In many cases, the cause is not an acute illness, but a kind of low-intensity anxiety: a small but persistent tension, fed by endless messages, anticipation of a response, small daily decisions, and sporadic fears that do not amount to a panic attack, but do not go away. This anxiety is not a big psychological drama, but an internal background that slowly consumes energy, until the depletion turns into a chronic physical condition.
The first key to understanding this phenomenon is the idea of cumulative stress. When a person lives in a state of mild alertness throughout the day, the nervous system remains on standby: hypervigilance, rapid response to stimuli, and a tendency to worry about the near future. The person may not feel stressed, but they are checking their phone every few minutes, rethinking a sentence they said, and postponing rest because something has to be done.This situation maintains a relatively high level of stress hormones for long periods of time, and makes the body work like it's in a slow, non-stop race. Over time, symptoms appear: morning fatigue, fluctuating appetite, digestive upset, neck and jaw tightness, and rapid depletion of mental energy.
The second key is that low-intensity anxiety interferes with sleep without canceling it. A person may sleep for 7 hours, but he does not get enough deep sleep, because the brain remains in a state of surveillance even during sleep: he wakes up for seconds he does not remember, or enters a superficial and interrupted sleep, or sees disturbing dreams. The result is that sleep becomes a time of extinguishment rather than recovery, and the body wakes up as if it has not had its share of recovery. Here a cycle forms: tiredness increases sensitivity to anxiety, anxiety increases fragile sleep, and the cycle builds day after day.

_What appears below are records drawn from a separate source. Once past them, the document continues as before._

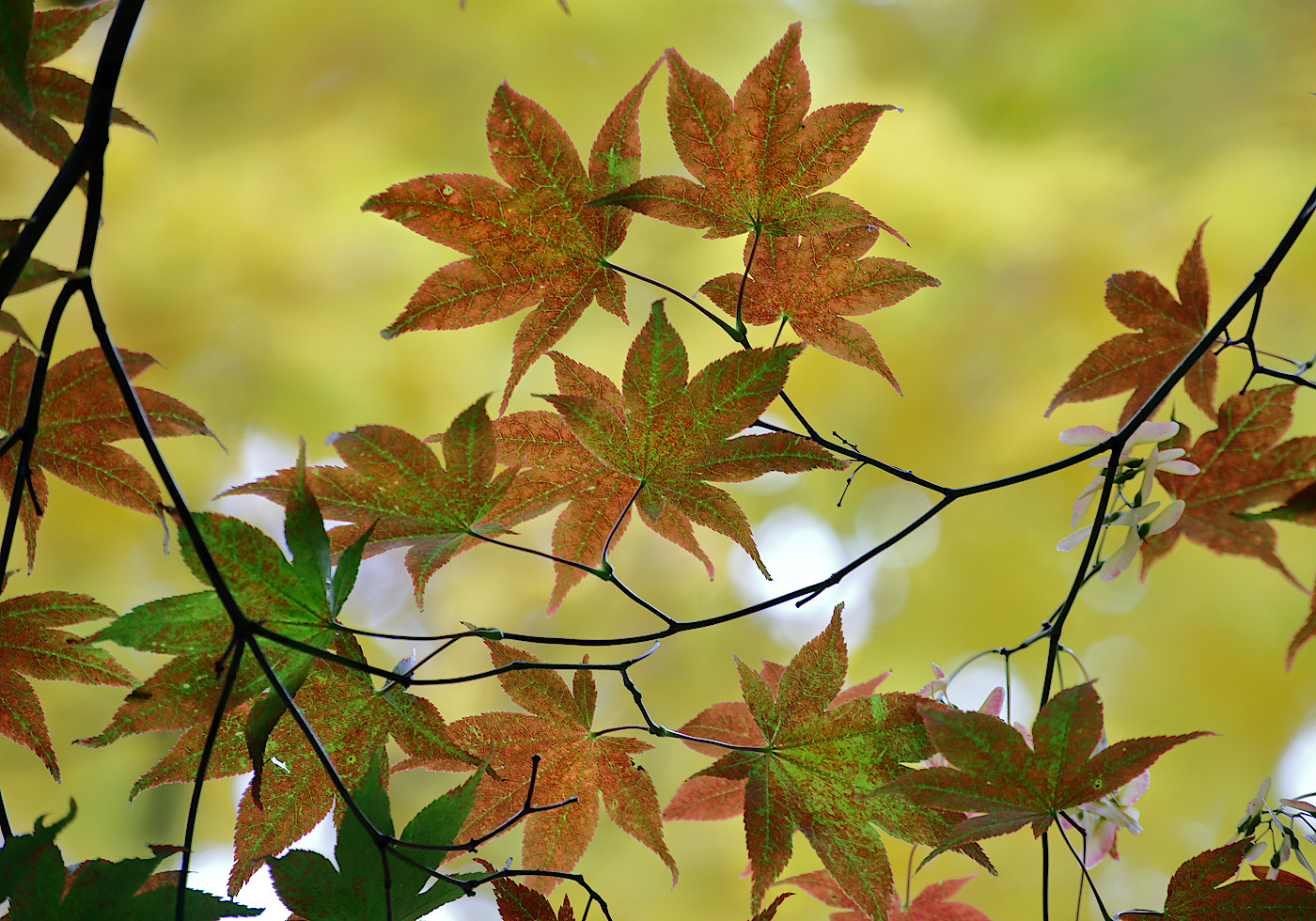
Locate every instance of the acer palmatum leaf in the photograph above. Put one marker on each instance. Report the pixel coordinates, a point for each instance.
(760, 160)
(530, 243)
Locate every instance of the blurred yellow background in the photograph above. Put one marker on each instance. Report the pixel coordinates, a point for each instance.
(1042, 147)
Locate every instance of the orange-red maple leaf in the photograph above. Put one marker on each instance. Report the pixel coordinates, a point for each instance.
(1243, 464)
(1009, 783)
(760, 160)
(815, 282)
(35, 647)
(932, 904)
(53, 94)
(1141, 361)
(811, 758)
(657, 440)
(81, 412)
(533, 242)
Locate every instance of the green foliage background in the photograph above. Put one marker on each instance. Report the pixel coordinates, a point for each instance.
(1042, 148)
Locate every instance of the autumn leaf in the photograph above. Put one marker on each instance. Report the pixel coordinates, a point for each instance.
(575, 762)
(35, 647)
(397, 490)
(760, 160)
(1197, 892)
(815, 282)
(996, 773)
(811, 763)
(1244, 464)
(37, 883)
(533, 242)
(932, 904)
(29, 111)
(1141, 361)
(658, 441)
(83, 411)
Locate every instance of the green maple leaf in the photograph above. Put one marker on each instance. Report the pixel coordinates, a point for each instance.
(33, 96)
(760, 160)
(533, 242)
(39, 887)
(815, 282)
(822, 758)
(33, 647)
(995, 772)
(660, 440)
(1195, 892)
(398, 492)
(358, 888)
(81, 414)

Each small decision - write the letter or not? Reply now or later? Start the task or not? - consumes part of the brain's executive energy. With so many small decisions in succession, self-regulation reserves are reduced, so fatigue appears to be physical while its root is neuro-managerial: the brain is tired from managing an endless day, not from great muscular exertion.

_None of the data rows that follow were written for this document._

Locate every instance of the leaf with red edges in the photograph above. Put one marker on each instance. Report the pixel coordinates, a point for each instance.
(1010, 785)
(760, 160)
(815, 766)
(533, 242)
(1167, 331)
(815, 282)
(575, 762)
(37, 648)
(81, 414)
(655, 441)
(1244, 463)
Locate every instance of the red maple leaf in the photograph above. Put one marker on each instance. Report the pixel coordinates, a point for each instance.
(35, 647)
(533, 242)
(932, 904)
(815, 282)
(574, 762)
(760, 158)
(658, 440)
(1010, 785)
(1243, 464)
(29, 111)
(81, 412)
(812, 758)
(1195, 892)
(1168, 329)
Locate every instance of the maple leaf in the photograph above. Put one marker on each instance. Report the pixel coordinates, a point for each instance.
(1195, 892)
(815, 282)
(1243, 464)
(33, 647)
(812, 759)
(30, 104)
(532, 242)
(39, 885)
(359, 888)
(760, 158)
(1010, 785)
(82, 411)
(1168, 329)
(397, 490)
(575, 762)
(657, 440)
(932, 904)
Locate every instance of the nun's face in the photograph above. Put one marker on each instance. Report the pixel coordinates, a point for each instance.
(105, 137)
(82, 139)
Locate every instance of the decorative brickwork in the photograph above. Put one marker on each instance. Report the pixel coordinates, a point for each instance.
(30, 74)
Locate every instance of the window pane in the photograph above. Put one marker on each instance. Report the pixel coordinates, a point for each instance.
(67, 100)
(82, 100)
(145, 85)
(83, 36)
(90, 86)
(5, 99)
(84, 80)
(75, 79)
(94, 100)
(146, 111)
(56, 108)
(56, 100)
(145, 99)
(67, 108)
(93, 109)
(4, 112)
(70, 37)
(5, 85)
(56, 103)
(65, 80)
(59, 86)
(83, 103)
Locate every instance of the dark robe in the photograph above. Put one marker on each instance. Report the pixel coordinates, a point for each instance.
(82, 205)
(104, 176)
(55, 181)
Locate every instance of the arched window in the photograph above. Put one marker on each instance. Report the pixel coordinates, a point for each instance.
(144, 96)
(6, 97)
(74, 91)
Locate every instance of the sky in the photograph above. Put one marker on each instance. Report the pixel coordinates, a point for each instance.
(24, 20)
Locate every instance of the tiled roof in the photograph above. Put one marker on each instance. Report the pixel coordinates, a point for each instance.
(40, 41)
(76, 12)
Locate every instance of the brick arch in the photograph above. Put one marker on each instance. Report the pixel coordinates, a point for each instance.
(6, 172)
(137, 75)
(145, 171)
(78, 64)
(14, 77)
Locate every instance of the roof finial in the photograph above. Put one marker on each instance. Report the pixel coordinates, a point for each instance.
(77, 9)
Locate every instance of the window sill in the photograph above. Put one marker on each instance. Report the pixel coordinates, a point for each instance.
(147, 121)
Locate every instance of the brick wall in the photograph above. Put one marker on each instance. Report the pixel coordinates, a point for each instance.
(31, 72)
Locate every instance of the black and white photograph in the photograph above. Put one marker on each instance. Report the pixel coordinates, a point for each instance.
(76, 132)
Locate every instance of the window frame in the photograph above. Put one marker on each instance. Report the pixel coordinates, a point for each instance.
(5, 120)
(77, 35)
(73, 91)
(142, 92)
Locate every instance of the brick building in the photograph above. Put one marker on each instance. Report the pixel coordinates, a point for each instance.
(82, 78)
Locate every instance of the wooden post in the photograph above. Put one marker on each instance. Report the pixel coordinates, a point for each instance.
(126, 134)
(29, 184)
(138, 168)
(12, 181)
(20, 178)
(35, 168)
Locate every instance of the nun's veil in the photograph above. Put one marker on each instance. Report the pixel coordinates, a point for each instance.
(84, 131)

To prevent it from becoming a generalized feeling, you can use a visit magnet: a simple 7-day scale that reveals the source of attrition. The idea is to record each day in just three boxes, from 0 to 10: 1 Energy: How much activity do you have? 2 Sleep: The quality of sleep, not just the number of hours. 3 Sleep: The quality of sleep, not just the number of hours. Then write one line: "What drained me the most today?" such as: waiting for a reply, too many alerts, a postponed task, a tense discussion, or a pending decision. After seven days, clear patterns will emerge: perhaps energy drops on days with too many messages, tension rises before meetings, or sleep quality worsens on nights with too much scrolling on the phone. These little maps help you move the issue from vague fatigue to specific triggers that can be addressed.
The bottom line is that low-intensity anxiety creates chronic fatigue by accumulating neurotic vigilance, impairing sleep quality, and draining daily decisions. You don't have to eliminate anxiety altogether, just see it running in the background, measure it, and then reduce its small, recurring sources. Often, the cure for fatigue starts with details, not tests: phone limits, fewer decisions, and true rest that doesn't require permission from anyone.